OPINION

At the annual School of the Americas (SOA) protest and vigil at Ft. Benning, Ga., Nov. 21, 2004, the author and 14 others, including two minors, crossed the line onto SOA property to oppose the U.S. military training of Latin American assassination and torture squads that takes place there. She attended her first annual vigil just after Sept. 11, 2001. She was charged with criminal trespass and sentenced to 90 days in federal prison with a $500 fine. The following is her testimony at the trial. SOA was renamed “Western Hemsphere Institute for Security Cooperation” (WHINSEC) in 2001, but is still popularly known as SOA.

“If I speak in human and angelic tongues but do not have love, I am a resounding gong or clashing cymbal. And if I have the gift of prophecy and comprehend all mysteries and all knowledge; if I have faith so as to move mountains, but do not have love, I am nothing. If I give away everything I own, and if I hand my body over so that I may boast but do not have love, I gain nothing.” (Corinthians, 13:1-3)

Your honor, I recognize this is not the language of the court and there would be those who would say I am a fool to use these words here today. But I have not come here to be clever but to be faithful, so as I speak here today may I be rooted in this love.

On Nov. 21 I handed over my body to the military officials of Ft. Benning. I crossed a line that this court and the military wishes to name a line of property, of law. I stand before you charged with criminal trespass because I stood on military property and prayed for the countless lives lost and for the humanity each soldier must sacrifice in their own hearts to be these forces of death.

Your honor, if this is what constitutes criminal trespass — prayer and witness — then I will proudly bear the label of criminal and I will honorably go to prison. However I wonder if this truly represents the forces at play, the forces that bring all of us together here today. In crossing onto military property I did not simply trespass, I ended the silence that enshrouds practices of assassinations, kidnappings, torture and death. I challenged the lie that democracy and human rights take root and flourish when the seeds are bullets and the soil is innocent human life. And I upheld my duty as a citizen of this country to hold the government and my own tax dollars accountable for their impact on my fellow human beings, wherever they may live.

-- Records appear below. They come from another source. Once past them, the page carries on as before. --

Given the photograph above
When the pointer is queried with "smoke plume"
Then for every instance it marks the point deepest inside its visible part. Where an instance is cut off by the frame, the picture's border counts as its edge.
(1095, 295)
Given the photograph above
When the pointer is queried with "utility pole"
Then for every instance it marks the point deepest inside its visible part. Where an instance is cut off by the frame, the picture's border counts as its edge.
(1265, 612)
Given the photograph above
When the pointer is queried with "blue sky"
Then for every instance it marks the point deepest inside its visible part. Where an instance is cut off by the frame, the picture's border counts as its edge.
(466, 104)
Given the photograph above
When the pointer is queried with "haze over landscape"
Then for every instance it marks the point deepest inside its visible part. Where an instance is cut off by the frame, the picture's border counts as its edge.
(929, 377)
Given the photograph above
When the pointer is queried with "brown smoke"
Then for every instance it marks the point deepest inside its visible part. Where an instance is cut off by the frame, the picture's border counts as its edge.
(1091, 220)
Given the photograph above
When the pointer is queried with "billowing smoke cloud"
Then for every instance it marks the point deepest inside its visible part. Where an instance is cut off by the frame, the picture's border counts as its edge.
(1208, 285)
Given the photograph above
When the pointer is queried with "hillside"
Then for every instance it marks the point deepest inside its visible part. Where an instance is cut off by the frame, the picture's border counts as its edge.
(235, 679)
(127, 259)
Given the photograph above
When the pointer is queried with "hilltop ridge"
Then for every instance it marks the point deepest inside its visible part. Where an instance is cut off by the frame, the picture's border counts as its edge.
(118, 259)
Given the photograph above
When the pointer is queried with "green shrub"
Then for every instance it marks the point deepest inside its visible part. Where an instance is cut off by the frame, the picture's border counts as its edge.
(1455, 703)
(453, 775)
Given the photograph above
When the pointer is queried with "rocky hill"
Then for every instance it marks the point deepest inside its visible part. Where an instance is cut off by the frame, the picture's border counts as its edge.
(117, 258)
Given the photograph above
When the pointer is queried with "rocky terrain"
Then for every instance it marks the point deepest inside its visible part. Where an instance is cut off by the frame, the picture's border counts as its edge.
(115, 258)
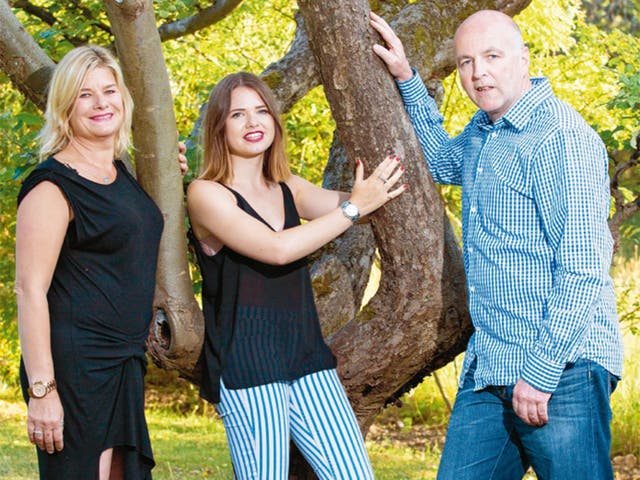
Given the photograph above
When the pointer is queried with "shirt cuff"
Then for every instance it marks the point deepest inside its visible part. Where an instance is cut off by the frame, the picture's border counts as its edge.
(541, 373)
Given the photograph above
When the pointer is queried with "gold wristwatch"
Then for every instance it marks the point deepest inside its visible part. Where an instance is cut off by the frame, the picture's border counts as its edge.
(40, 389)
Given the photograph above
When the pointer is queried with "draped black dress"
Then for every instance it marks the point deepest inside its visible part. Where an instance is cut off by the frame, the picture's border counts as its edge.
(100, 306)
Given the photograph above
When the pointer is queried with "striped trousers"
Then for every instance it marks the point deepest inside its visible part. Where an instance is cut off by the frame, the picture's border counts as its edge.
(313, 411)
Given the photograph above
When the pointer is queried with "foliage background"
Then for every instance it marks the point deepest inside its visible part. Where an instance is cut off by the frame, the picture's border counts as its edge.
(588, 64)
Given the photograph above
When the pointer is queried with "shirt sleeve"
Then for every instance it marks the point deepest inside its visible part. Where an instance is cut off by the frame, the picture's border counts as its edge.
(444, 161)
(571, 190)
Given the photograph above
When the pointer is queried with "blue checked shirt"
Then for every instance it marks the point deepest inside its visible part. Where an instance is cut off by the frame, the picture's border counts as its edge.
(537, 247)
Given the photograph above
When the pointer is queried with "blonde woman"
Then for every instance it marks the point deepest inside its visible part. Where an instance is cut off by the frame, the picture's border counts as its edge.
(87, 240)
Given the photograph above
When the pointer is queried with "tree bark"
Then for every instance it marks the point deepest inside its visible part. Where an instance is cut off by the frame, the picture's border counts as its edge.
(177, 330)
(419, 312)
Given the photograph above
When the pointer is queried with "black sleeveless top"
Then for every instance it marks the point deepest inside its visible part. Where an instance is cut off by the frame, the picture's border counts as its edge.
(100, 307)
(261, 323)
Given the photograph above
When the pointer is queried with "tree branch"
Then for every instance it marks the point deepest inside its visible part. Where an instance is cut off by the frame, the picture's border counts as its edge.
(88, 14)
(39, 12)
(216, 12)
(24, 62)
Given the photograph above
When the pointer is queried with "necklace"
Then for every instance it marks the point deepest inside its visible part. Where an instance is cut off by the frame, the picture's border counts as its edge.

I do not believe we are gathered here today to ensure the protection of government property — prayer and witness does not threaten the integrity of physical property. Prayer and witness challenge the veil we continuously wish to draw between what we do and its lived consequences. Your honor, this courtroom today is filled with the presence of the thousands who have died and suffered as a direct result of the graduates of the School of the Americas. They are here because I am here, because you are here, because our very humanity is bound up in each other — wherever there is one hungry, dying, exploited, so are we. So let us not play at charges of property. We are gathered together today for something much bigger than the human laws which dictate rights of space. You are protecting much more than a piece of land. This court, the military, and the government are protecting egregious abuses of power. Power without accountability is mere brute force, and where is the wisdom or honor in protecting that?

Your honor, I claim no gifts of prophecy, nor the ability to comprehend all mysteries, but one does not have to be a prophet or a seer to look at the history or likely future of the School of the Americas and feel both shame and fear. We may try to abstract these deaths, this suffering, call them collateral damage, rebels, insurgency but somewhere someone bends over a grave or kneels to pray for the missing and wonders why no one ever seems to care. I am here then to care, to love, with my body, mind and soul and to offer my freedom for the chance that the prayers, anguish, and suffering caused directly by the School may finally come to a close, may be finished.

Liz Deligio is a theology student and SOA Watch activist from Chicago.